HUB is a tool for leveraging the structure of the semantic web to enhance information retrieval for proteomics. This tool helps Proteomics researchers to be able to quickly retrieve relevant information from the web and the biomedical literature.
Coevolution analysis of protein residues: this is an integrated online system that enables comparative analyses of residue coevolution with a comprehensive set of commonly used scoring functions, including Statistical Coupling Analysis (SCA), Explicit Likelihood of Subset Variation (ELSC), mutual information and correlation-based methods.
RSEQtools is a suite of tools that use Mapped Read Format (MRF) for the analysis of RNA-Seq experiments. MRF is a compact data summary format for both short and long read alignments that enables the anonymization of confidential sequence information, while allowing one to still carry out many functional genomics studies. These tools consist of a set of modules that perform common tasks such as calculating gene expression values, generating signal tracks of mapped reads and segmenting that signal into actively transcribed regions. Moreover, the tools can readily be used to build customizable RNA-Seq workflows.
FusionSeq is a computational framework for detecting chimeric transcripts from paired-end RNA-seq experiments. It provides a ranked list of fusion transcripts candidates that can be further evaluated via experimental methods.

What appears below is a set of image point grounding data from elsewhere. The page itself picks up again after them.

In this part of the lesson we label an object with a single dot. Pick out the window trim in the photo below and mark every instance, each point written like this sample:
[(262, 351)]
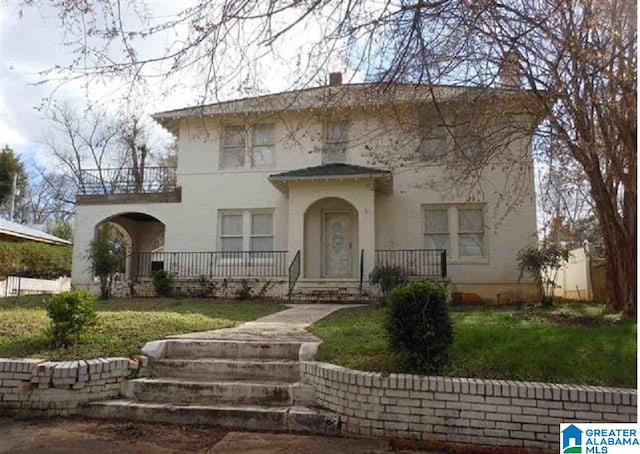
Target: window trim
[(325, 142), (438, 122), (248, 160), (474, 232), (453, 256), (247, 228)]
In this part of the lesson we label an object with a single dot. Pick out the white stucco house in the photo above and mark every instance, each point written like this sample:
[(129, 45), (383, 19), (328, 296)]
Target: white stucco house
[(311, 189)]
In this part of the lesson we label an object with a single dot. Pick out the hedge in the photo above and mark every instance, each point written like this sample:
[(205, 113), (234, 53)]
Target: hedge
[(37, 260)]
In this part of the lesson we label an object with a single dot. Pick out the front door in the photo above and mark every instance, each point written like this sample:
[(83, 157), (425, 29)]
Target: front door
[(337, 244)]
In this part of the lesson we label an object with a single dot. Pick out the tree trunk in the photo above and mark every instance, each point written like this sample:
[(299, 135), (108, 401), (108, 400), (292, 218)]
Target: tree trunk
[(620, 234)]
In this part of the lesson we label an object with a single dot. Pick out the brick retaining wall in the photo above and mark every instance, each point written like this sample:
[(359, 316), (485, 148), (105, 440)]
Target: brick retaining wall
[(460, 410), (47, 387)]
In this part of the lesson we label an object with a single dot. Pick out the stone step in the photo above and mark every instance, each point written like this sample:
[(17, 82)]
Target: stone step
[(207, 369), (191, 348), (334, 295), (182, 391), (297, 419)]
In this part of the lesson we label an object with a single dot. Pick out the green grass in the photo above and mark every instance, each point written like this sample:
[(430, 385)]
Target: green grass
[(570, 343), (123, 325)]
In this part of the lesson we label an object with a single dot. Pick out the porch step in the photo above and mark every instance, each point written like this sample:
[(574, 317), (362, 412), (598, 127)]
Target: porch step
[(228, 369), (334, 295), (299, 419), (182, 391), (190, 348)]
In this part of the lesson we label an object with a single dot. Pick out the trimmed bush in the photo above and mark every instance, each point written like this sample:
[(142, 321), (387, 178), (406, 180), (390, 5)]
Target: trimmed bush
[(389, 277), (70, 313), (37, 260), (107, 254), (163, 283), (419, 326)]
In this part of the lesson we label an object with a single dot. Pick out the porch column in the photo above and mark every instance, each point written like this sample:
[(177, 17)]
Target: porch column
[(295, 243), (366, 231)]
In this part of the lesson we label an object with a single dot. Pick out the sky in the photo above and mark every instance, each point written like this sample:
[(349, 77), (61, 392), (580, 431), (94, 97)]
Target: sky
[(32, 42)]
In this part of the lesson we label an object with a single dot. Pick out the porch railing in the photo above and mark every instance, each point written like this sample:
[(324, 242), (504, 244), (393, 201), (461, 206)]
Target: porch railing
[(294, 273), (210, 264), (127, 180), (425, 263)]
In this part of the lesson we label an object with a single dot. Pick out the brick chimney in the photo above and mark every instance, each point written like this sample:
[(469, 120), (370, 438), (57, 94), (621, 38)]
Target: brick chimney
[(335, 79), (509, 72)]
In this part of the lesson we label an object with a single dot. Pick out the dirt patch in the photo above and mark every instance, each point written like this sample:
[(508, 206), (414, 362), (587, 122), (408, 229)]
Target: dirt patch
[(87, 436)]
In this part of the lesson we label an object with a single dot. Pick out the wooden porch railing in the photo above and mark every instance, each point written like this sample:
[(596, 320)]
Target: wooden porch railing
[(425, 263), (241, 264), (127, 180)]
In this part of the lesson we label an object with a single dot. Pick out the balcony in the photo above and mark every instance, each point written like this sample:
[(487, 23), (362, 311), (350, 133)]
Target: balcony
[(126, 185)]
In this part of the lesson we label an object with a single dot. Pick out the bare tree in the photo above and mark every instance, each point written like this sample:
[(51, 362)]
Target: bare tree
[(577, 58), (87, 144), (48, 198)]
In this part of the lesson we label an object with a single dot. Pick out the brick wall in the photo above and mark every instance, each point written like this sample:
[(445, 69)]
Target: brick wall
[(46, 387), (460, 410), (209, 288)]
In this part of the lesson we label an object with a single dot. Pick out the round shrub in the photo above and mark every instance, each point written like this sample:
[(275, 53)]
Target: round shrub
[(70, 313), (163, 283), (388, 276), (419, 326)]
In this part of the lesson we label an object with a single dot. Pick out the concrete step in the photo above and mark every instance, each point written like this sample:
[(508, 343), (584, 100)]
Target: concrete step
[(207, 369), (182, 391), (191, 348), (297, 419), (333, 295)]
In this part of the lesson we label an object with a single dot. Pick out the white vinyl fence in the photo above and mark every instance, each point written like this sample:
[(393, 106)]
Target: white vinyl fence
[(18, 286)]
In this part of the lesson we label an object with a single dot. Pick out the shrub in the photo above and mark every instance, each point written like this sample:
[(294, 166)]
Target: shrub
[(542, 263), (163, 283), (245, 292), (70, 314), (389, 277), (419, 326), (36, 260), (107, 254)]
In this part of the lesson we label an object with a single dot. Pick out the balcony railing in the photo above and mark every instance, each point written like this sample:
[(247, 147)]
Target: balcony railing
[(424, 263), (210, 264), (127, 180)]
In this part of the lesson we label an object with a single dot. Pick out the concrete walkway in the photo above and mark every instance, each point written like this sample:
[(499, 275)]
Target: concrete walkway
[(287, 325)]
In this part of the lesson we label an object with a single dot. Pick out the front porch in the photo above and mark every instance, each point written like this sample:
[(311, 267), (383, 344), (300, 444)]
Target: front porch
[(227, 271)]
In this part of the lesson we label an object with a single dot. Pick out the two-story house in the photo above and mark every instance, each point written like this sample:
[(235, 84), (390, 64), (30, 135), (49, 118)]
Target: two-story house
[(312, 189)]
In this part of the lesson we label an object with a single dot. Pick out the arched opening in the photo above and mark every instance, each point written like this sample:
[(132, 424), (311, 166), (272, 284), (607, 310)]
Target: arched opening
[(144, 236), (331, 240)]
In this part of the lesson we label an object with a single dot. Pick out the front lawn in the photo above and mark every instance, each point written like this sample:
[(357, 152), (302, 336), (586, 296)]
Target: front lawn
[(570, 343), (123, 325)]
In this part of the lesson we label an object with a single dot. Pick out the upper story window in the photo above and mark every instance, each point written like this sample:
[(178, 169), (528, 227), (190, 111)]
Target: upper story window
[(246, 230), (457, 228), (434, 142), (238, 152), (436, 229), (336, 141), (262, 146), (470, 232)]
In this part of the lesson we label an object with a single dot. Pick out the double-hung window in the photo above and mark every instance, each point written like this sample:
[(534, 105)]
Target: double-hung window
[(470, 232), (460, 229), (434, 143), (246, 230), (336, 142), (262, 146), (436, 229), (261, 232), (231, 238), (237, 152), (233, 147)]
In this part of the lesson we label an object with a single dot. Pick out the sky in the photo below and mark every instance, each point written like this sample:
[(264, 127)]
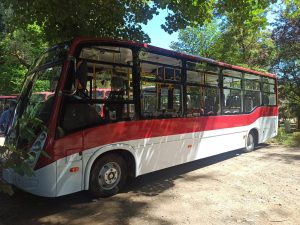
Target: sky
[(162, 39), (159, 37)]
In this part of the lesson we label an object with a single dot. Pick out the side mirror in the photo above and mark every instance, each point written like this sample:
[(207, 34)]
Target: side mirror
[(81, 74)]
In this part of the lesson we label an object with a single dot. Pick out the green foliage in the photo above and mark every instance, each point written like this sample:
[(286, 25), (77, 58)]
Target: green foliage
[(17, 158), (202, 40), (18, 49), (287, 63), (215, 40), (287, 139), (123, 18)]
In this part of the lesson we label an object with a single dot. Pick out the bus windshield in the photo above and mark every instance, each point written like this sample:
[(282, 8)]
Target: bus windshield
[(37, 96)]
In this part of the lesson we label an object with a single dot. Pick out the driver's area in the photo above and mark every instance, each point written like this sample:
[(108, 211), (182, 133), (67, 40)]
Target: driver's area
[(99, 90)]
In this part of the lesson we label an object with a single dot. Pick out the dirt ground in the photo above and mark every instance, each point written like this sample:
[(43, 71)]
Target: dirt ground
[(261, 187)]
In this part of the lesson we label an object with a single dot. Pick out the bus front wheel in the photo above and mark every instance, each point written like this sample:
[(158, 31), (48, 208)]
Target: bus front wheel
[(108, 175), (250, 142)]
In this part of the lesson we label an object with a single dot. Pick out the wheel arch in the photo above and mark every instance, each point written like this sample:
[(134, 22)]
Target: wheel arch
[(126, 151)]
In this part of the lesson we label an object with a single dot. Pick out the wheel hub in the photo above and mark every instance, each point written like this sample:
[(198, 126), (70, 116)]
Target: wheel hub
[(109, 175)]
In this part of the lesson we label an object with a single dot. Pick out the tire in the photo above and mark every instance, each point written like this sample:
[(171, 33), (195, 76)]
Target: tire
[(108, 175), (250, 143)]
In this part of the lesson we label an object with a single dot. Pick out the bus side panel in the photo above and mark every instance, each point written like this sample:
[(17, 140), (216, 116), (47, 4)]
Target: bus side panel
[(69, 174), (43, 183), (268, 127), (156, 155)]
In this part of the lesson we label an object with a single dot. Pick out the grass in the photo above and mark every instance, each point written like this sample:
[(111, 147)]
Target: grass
[(287, 139)]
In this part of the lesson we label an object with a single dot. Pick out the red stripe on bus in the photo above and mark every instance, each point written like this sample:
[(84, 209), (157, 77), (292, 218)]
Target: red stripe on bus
[(133, 130)]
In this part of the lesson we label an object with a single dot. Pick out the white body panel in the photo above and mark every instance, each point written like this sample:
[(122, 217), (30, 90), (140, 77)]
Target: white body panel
[(150, 154)]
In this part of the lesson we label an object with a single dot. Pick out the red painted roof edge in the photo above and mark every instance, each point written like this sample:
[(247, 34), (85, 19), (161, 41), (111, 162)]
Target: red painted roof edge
[(79, 40)]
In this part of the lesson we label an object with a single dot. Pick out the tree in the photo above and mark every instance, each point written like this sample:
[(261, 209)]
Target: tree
[(202, 40), (121, 18), (286, 36), (18, 48)]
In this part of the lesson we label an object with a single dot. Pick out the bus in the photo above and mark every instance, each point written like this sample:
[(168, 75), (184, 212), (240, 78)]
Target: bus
[(162, 109)]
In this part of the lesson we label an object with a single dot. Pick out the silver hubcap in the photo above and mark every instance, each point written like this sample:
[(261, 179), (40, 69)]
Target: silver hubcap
[(250, 142), (109, 176)]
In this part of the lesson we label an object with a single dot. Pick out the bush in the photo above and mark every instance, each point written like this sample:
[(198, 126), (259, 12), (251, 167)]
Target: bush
[(288, 139)]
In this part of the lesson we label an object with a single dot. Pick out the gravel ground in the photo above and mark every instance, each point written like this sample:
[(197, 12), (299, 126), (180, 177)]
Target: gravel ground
[(261, 187)]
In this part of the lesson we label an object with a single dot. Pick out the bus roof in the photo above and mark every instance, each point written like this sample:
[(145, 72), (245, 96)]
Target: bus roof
[(80, 40), (8, 97)]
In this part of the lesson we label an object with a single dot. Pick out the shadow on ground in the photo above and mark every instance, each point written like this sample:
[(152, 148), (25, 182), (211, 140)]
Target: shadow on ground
[(80, 208)]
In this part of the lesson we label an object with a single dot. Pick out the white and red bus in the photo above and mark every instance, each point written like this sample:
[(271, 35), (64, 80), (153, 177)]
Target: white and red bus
[(162, 109)]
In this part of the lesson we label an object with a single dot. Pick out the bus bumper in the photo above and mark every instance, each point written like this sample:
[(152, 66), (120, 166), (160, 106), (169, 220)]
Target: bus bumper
[(42, 183)]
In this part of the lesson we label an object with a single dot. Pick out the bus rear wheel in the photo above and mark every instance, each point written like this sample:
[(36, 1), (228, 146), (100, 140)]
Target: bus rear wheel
[(250, 142), (108, 175)]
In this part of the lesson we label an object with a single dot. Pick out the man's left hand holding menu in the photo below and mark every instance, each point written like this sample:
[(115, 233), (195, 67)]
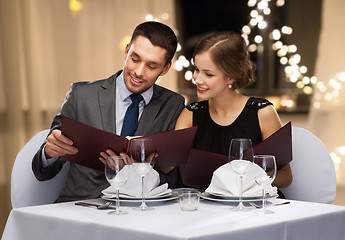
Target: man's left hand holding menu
[(103, 104)]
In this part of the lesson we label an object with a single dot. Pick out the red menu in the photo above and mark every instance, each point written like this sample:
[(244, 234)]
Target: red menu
[(173, 147), (198, 170)]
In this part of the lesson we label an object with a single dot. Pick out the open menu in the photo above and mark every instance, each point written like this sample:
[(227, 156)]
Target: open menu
[(173, 147), (198, 170)]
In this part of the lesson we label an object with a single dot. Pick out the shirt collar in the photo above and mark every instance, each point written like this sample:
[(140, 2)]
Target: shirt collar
[(125, 93)]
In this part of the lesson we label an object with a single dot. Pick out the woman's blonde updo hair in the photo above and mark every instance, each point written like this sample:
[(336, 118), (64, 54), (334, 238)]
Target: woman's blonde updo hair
[(228, 50)]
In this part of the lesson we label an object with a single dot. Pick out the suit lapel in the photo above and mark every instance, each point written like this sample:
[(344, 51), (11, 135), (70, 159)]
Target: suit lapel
[(106, 97)]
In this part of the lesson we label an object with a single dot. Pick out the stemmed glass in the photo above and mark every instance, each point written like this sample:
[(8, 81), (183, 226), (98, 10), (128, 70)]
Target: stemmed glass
[(241, 160), (117, 173), (143, 156), (268, 164)]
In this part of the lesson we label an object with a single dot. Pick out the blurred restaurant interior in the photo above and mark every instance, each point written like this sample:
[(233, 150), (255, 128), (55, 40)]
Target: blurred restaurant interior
[(296, 46)]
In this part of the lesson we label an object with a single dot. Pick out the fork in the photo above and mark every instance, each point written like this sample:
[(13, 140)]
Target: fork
[(277, 204)]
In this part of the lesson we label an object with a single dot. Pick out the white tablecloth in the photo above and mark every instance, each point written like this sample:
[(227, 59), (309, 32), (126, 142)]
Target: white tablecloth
[(213, 220)]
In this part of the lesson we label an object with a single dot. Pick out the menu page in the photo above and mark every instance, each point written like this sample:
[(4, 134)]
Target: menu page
[(173, 147)]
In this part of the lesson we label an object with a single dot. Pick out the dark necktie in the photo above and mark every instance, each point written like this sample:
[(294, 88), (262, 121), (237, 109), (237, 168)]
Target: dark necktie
[(130, 122)]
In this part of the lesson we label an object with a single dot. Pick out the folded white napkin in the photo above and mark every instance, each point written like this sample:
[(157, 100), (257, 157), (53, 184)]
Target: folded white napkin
[(226, 182), (132, 187)]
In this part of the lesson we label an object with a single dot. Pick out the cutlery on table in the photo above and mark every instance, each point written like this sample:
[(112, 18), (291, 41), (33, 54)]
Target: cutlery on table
[(98, 206), (276, 204)]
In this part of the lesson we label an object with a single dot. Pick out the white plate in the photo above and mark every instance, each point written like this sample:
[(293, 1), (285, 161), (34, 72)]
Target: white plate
[(168, 197), (211, 197)]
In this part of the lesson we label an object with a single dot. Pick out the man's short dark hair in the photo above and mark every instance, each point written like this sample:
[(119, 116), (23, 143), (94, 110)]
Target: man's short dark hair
[(159, 35)]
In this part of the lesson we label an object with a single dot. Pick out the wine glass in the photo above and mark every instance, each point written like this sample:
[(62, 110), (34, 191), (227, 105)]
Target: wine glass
[(241, 160), (268, 164), (117, 177), (143, 156)]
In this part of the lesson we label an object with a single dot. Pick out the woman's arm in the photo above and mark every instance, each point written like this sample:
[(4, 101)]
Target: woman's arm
[(269, 124)]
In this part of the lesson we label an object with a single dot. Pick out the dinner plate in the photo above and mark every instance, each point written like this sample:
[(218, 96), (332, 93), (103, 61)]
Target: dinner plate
[(219, 198), (167, 197)]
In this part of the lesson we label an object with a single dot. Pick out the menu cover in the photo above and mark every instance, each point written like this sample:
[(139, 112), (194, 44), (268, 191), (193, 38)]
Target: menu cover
[(173, 147), (199, 168)]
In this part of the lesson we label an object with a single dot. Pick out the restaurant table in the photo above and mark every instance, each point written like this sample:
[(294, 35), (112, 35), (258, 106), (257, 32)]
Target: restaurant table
[(212, 220)]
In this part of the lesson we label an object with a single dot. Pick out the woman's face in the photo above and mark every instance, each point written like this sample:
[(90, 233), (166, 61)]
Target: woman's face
[(209, 79)]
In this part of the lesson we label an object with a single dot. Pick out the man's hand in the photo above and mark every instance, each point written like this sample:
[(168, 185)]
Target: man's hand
[(58, 145)]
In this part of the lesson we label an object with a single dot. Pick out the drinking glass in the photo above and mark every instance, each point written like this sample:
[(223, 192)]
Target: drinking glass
[(268, 164), (143, 156), (117, 173), (241, 160)]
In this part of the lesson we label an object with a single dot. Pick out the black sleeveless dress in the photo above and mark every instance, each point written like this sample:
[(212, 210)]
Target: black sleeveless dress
[(215, 138)]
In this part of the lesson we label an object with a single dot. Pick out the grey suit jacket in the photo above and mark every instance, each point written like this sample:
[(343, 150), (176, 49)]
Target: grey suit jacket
[(93, 103)]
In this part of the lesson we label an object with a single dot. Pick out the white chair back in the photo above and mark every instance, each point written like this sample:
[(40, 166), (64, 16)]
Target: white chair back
[(312, 169), (26, 190)]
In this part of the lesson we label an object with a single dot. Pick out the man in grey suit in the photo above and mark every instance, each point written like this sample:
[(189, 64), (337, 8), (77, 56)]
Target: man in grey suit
[(103, 104)]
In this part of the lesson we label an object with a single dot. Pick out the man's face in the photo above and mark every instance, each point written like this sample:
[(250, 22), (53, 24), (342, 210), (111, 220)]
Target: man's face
[(144, 63)]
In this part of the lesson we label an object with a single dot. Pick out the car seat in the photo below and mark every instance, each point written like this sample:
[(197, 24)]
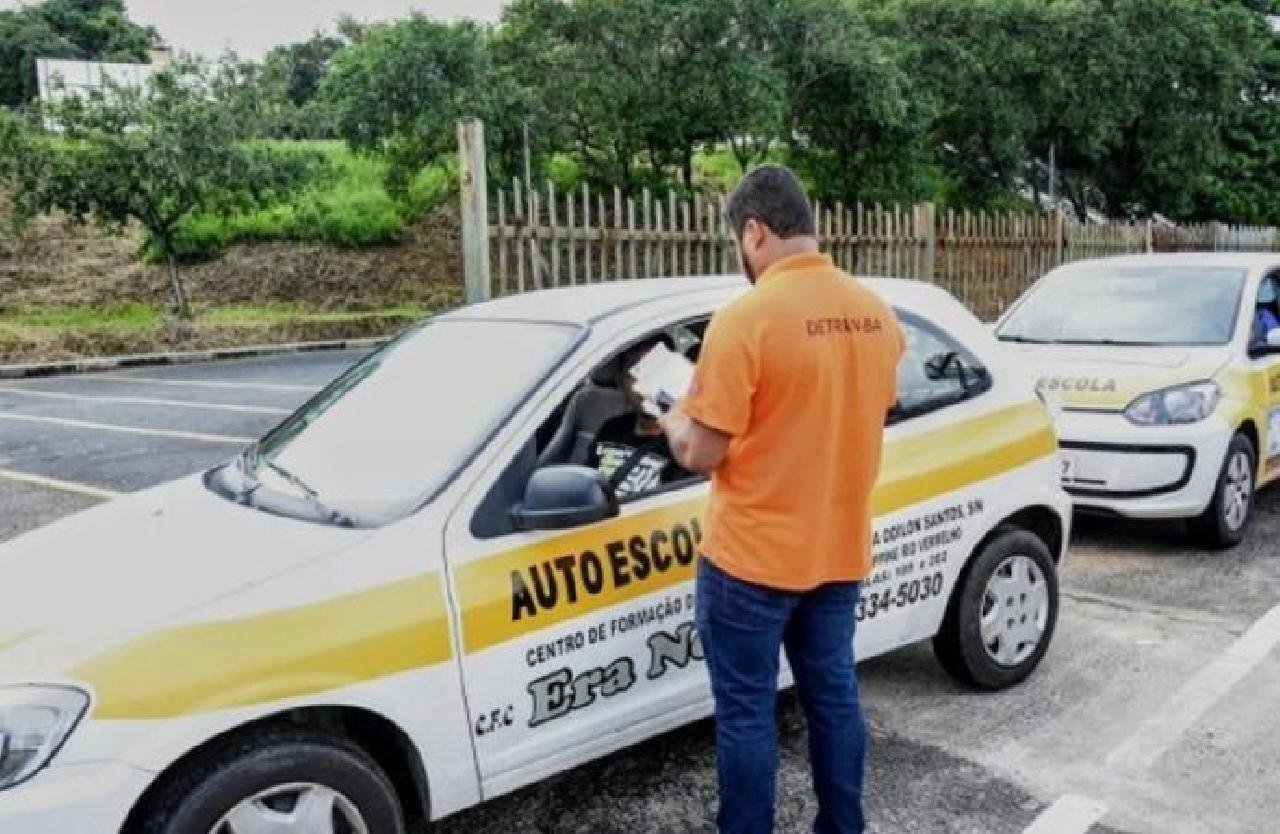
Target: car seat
[(592, 406)]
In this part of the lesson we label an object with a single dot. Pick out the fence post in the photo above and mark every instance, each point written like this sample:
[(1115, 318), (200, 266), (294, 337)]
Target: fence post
[(927, 224), (1059, 242), (475, 210)]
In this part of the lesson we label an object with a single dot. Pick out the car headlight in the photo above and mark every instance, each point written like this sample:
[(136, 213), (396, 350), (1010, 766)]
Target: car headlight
[(33, 724), (1174, 406)]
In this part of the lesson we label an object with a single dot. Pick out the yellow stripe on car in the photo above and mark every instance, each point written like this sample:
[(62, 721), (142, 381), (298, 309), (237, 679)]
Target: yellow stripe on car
[(272, 656), (516, 591), (405, 626)]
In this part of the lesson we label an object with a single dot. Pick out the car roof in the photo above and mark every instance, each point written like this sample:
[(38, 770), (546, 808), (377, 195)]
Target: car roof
[(1243, 260), (589, 303)]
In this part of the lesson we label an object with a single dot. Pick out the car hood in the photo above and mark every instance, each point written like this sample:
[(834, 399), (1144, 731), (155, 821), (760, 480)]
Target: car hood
[(1112, 376), (97, 578)]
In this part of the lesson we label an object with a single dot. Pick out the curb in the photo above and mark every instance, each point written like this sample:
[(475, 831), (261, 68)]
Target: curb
[(179, 357)]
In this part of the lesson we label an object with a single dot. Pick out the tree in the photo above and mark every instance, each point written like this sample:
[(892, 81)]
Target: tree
[(856, 120), (402, 87), (147, 156), (649, 78), (86, 30)]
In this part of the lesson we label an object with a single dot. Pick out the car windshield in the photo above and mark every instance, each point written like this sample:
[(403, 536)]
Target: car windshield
[(391, 431), (1130, 305)]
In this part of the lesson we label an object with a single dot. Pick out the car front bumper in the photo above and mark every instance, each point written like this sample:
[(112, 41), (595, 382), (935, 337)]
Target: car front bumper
[(80, 798), (1141, 471)]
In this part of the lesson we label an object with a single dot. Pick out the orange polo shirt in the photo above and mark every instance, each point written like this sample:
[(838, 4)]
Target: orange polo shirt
[(800, 371)]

ACT (aggregation and correlation toolbox) is an aggregation and correlation toolbox for analyses of genome tracks. ACT is an efficient, multifaceted toolbox for analyzing continuous signal and discrete region tracks from high-throughput genomic experiments, such as RNA-seq or ChIP-chip signal profiles from the ENCODE and modENCODE projects, or lists of single nucleotide polymorphisms from the 1000 genomes project. It is able to generate aggregate profiles of a given track around a set of specified anchor points, such as transcription start sites. It is also able to correlate related tracks and analyze them for saturation.
PeakSeq is a tool for calling peaks corresponding to transcription factor binding sites from ChIP-Seq data scored against a matched control such as Input DNA.
IQSeq is a tool for isoform quantification with RNA-seq data. Given isoform annotation and alignment of RNA-seq reads, it will use EM algorithm to infer the most probable expression level for each isoform of a gene.